Un fascicule a été édité et dédié par son auteur à la mémoire de son père (Crouzeau René) et de ses 10 camarades. Le titre est "  une page d'histoire de la résistance ou l'espoir déçu ". (voir bibliographie). La photo de couverture représente le monument élevé en 1947 sur le lieu même où les onze résistants furent fusillés le 15 juin 1944. Le document, concernant la résistance, a un objectif : transmettre au 21ème siècle un témoignage de ce qu'ont pu faire des femmes et des hommes égarés au sein du bocage normand.

C'est un recueil de témoignages plus qu'un récit. L'action du réseau P.T.T. qui débuta en 1941 disparut donc le 15 juin 44. L'équipe qui a réalisé le livret s'est efforcée d'interroger les participants ou les témoins.
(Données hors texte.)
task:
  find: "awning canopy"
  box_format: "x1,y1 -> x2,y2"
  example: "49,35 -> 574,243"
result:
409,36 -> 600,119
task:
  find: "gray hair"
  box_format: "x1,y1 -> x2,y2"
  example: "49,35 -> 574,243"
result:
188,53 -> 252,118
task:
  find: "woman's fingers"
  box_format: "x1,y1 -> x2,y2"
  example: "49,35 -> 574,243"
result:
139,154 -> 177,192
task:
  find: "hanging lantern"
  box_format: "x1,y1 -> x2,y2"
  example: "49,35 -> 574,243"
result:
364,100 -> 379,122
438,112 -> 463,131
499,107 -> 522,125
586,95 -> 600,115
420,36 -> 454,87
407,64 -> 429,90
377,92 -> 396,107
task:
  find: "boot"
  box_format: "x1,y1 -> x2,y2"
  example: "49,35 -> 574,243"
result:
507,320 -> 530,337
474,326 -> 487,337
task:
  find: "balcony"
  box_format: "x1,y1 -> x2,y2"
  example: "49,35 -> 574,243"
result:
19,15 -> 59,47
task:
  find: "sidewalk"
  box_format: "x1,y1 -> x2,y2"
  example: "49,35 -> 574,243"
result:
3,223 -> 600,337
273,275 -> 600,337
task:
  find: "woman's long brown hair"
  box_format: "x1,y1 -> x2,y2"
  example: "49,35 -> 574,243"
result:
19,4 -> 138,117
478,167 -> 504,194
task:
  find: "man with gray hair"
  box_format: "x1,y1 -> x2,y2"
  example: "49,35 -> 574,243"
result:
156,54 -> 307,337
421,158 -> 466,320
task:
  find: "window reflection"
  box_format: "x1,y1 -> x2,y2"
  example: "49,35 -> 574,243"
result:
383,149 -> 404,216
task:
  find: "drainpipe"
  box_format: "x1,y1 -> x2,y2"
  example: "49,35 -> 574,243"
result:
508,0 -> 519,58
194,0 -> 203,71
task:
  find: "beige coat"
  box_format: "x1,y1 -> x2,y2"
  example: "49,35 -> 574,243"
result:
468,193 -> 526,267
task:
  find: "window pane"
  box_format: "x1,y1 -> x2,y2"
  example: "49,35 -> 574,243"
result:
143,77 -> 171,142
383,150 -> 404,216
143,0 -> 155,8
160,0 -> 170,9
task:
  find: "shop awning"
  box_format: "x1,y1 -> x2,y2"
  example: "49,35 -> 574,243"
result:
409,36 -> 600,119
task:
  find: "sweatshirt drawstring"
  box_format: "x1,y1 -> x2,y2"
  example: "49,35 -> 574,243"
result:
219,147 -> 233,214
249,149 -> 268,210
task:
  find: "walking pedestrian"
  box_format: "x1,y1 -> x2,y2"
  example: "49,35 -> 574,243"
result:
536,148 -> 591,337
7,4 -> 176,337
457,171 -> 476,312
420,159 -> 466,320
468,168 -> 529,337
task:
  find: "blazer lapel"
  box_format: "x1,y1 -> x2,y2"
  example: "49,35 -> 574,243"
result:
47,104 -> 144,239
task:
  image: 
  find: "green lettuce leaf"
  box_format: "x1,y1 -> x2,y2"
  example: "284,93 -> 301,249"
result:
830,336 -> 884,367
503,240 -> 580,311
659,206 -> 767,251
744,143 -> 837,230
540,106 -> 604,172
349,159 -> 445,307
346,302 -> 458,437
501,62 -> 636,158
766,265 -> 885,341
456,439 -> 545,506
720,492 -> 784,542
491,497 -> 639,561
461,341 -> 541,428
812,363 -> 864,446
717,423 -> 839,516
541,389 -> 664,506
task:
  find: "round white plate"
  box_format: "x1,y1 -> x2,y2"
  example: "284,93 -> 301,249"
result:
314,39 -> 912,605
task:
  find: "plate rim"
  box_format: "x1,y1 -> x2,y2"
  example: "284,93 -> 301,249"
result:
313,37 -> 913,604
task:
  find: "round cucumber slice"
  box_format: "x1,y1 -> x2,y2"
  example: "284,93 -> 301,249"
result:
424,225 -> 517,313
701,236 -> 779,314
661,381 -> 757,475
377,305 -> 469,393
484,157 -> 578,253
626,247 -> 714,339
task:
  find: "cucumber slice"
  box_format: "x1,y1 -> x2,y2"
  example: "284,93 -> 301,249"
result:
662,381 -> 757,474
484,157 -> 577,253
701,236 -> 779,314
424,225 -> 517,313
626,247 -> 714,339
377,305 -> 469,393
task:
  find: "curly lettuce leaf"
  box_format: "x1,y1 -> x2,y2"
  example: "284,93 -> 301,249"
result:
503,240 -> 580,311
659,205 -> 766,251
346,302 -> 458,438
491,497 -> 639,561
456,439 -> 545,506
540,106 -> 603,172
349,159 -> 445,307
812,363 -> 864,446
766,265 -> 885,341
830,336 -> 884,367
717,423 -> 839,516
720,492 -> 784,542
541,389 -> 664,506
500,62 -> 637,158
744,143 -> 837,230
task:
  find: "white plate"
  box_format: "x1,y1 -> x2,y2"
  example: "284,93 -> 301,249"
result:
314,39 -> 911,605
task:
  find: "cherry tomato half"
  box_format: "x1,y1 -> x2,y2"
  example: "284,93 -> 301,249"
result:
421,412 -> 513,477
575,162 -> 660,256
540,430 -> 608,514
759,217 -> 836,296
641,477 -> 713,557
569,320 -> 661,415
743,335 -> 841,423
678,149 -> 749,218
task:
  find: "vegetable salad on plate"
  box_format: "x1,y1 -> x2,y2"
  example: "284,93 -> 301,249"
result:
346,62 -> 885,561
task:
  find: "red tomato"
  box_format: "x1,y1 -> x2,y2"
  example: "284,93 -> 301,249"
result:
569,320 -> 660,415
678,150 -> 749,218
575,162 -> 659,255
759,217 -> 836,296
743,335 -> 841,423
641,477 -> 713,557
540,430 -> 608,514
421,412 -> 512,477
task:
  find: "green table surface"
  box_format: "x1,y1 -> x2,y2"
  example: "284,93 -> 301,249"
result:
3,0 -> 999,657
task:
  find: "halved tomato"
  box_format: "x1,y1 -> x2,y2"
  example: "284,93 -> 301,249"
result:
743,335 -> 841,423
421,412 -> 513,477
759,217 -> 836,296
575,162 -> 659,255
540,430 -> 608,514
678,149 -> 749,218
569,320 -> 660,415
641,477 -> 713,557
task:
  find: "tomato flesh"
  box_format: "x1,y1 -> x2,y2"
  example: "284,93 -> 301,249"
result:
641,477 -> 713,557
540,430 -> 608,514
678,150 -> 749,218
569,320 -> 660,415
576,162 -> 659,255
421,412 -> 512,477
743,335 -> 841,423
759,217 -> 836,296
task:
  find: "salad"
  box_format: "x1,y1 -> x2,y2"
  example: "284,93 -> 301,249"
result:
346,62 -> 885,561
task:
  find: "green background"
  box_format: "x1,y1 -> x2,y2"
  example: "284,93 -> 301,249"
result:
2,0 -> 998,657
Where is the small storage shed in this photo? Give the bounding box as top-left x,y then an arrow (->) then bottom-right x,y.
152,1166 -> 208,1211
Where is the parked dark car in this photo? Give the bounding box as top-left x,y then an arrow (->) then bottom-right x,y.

L'opération a duré une dizaine d'années. Il a paru possible de procédé à l'édition à l'occasion du cinquantenaire. Certains témoins de l'époque ne semblent pas avoir voulu s'associer à l'action entreprise pour réaliser le document. Il appartient aux lecteurs de juger, de se faire une idée personnelle sur les conditions dans lesquelles les S.S. le 14 juin au matin ont pu se diriger sans difficultés, au milieu d'un bocage particulièrement dense, vers une maison isolée, perdue à l'orée du bois, sans éveiller de soupçons. Trop de questions posées à l'époque sont demeurées sans réponse ...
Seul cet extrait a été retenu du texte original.